Le Figaro Affaire de « l’École en bateau »: L’État condamné pour une enquête longue de 17 ans

Le tribunal a jugé mercredi «excessive» la lenteur de l’enquête menée dans l’affaire de pédophilie dite de l’École en bateau. Il a condamné l’État à indemniser à hauteur de 250.000 euros 11 anciens élèves qui disent avoir été victimes d’agressions sexuelles.
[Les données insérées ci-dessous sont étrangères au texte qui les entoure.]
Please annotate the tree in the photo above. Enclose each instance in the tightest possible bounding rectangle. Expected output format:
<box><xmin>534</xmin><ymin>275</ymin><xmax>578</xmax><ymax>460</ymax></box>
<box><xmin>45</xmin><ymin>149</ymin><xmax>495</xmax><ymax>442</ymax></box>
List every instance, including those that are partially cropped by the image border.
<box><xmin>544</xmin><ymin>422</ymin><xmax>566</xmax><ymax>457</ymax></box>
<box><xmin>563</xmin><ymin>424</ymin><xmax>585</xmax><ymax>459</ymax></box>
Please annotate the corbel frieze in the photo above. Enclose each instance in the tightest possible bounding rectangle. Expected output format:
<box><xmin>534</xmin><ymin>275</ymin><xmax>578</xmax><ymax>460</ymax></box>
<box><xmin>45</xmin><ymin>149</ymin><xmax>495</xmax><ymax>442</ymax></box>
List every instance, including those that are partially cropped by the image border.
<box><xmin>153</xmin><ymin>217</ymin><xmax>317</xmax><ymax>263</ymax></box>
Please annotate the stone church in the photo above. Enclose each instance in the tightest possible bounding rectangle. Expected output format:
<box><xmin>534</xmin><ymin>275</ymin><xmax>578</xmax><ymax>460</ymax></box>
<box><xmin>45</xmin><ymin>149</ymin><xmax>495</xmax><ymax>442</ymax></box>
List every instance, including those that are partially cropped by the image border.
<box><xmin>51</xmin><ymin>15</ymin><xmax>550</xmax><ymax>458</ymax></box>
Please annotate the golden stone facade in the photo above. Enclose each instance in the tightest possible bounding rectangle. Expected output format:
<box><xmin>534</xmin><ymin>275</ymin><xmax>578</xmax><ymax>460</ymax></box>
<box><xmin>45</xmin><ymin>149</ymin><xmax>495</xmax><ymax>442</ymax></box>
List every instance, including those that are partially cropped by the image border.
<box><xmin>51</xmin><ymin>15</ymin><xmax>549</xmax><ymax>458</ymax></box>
La Justice française a été trop lente. Le tribunal de grande instance de Paris a jugé mercredi «excessives» les 17 années de l’enquête menée dans le dossier dit de l’École en bateau. Il l’a condamné à indemniser à hauteur de 250.000 euros 11 anciens élèves qui disent avoir été victimes d’agressions sexuelles commis entre 1979 et 1995 à bord de trois voiliers qui naviguaient à travers le monde . «Les différents délais excessifs (…) caractérisent le déni de justice», a déclaré la première chambre civile.

L’État devra verser des dommages et intérêts compris entre 15.000 et 35.000 euros à chacun des onze demandeurs. A cette somme, s’ajoutent 5000 euros de frais de justice. Les victimes présumées réclamaient chacun 50.000 euros de dommages et intérêts, soit un demi-million d’euros au total. «Le prix du temps et des lenteurs de la justice a désormais un coût, c’est un message fort et salutaire», a réagi l’avocat des demandeurs, Éric Morain, tout en insistant sur le fait qu’une indemnisation «à cette hauteur» était «très rare».

Dans son jugement, le tribunal met en avant «l’inaction du ministère public» à plusieurs moments de l’enquête, ainsi que celle du juge d’instruction de Fort-de-France saisi au tout début de l’affaire ou encore «l’absence de traitement de deux plaintes émanant de personnes se disant victimes de faits d’une extrême gravité au plan pénal et aux conséquences susceptibles d’être dramatiques et durables pour les intéressés qui ont longuement mûri leur décision de saisir la justice».

A l’audience du 14 décembre, pour justifier ces lenteurs, l’avocat représentant l’État avait mis en avant la complexité du dossier et la dispersion des plaintes émanant de jeunes résidant dans des départements différents.

Préjudice moral

Mercredi, les juges parisiens ont retoqué cet argument, jugeant que ces délais «inutiles» ne peuvent «s’expliquer par la difficulté du dossier». Pour le tribunal, les demandeurs ont bien subi «un préjudice moral», car «ayant fait une démarche difficile pour eux et pour leur entourage, ils n’ont pas reçu de réponse de la justice dans des conditions normales». «Ils ont pu penser», regrettent les juges, que la justice «ne prenait pas les moyens d’empêcher la réitération d’infractions graves».

Le fondateur de l’association l’École en bateau, Léonide Kameneff, disait vouloir emmener des adolescents naviguer aux quatre coins du globe afin de leur apporter «un épanouissement intellectuel, psychologique, affectif et social». Entre 1969 et 2002, 400 garçons et 60 filles ont séjourné sur les trois voiliers-école, le «Karrek Ven», le «Paladin» et le «Bilbo».

Mais en 1994, une plainte pour viol et agression sexuelle égratigne la réputation de Léonide Kameneff. Il aurait en effet encouragé des «jeux» et massages ayant dégénéré en attouchements, masturbations, fellations et sodomies. Depuis, une trentaine de jeunes ont dénoncé à la police de tels abus. Quatorze se sont constitués parties civiles, les faits dénoncés par les autres étant prescrits.

Un procès toujours incertain

Il faudra attendre mai 2011 pour que Léonide Kameneff et quatre personnes officiant sur les bateaux-écoles soient renvoyés aux assises. Selon Me Morain, le procès devrait avoir lieu du 5 au 26 mars 2013. Toutefois, d’ici là, la Cour de cassation doit encore rendre une décision, Kameneff ayant formé un pourvoi contre son renvoi aux assises. Agé de 75 ans, il pourrait ne jamais être jugé.

Épuisés par ces procédures à rallonge, 11 plaignants ont décidé en 2011 d’assigner l’État pour faute lourde, invoquant le «délai raisonnable» de jugement, reconnu par le code de l’organisation judiciaire ainsi que par la Convention européenne des droits de l’homme. La France est, derrière l’Italie, le deuxième pays le plus condamné pour ce motif devant la Cour européenne des droits de l’homme.